Why are some attributes left inline even with alignment turned on?
Tags with a single attribute are left inline because wrapping a one-prop component on three lines hurts readability. The threshold is two or more attributes. If you always want one-per-line — including for single-attribute tags — Prettier with --jsx-bracket-same-line=false enforces that project-wide.
Does it preserve comments and JSX expression containers?
Yes. // line comments, /* block */, JSDoc /** */, and JSX comments {/* ... */} are kept in their original position. Expression containers — {props.title}, {items.map(i => …)} — are tokenised first so their internal braces never trip up the brace-depth counter.
Is my JSX uploaded to your servers?
No. Formatting runs entirely in JavaScript inside your browser. Components containing API keys, proprietary algorithms, or unreleased features never leave the device. You can verify this in DevTools → Network — no requests are made when you click Format.

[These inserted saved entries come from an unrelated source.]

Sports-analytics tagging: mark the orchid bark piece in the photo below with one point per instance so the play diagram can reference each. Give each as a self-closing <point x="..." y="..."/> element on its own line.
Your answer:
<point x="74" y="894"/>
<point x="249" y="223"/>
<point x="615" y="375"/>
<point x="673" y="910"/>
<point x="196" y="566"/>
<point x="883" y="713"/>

How is this different from Prettier?
Prettier is a full AST-based printer with hundreds of options and dozens of edge-case fixes. This formatter is a lightweight tag-aware indenter — it rewrites whitespace and brace placement without touching token order. For a one-off readability pass on a snippet, this is faster. For project-wide enforcement, install Prettier and add a pre-commit hook so every file is normalised before it lands.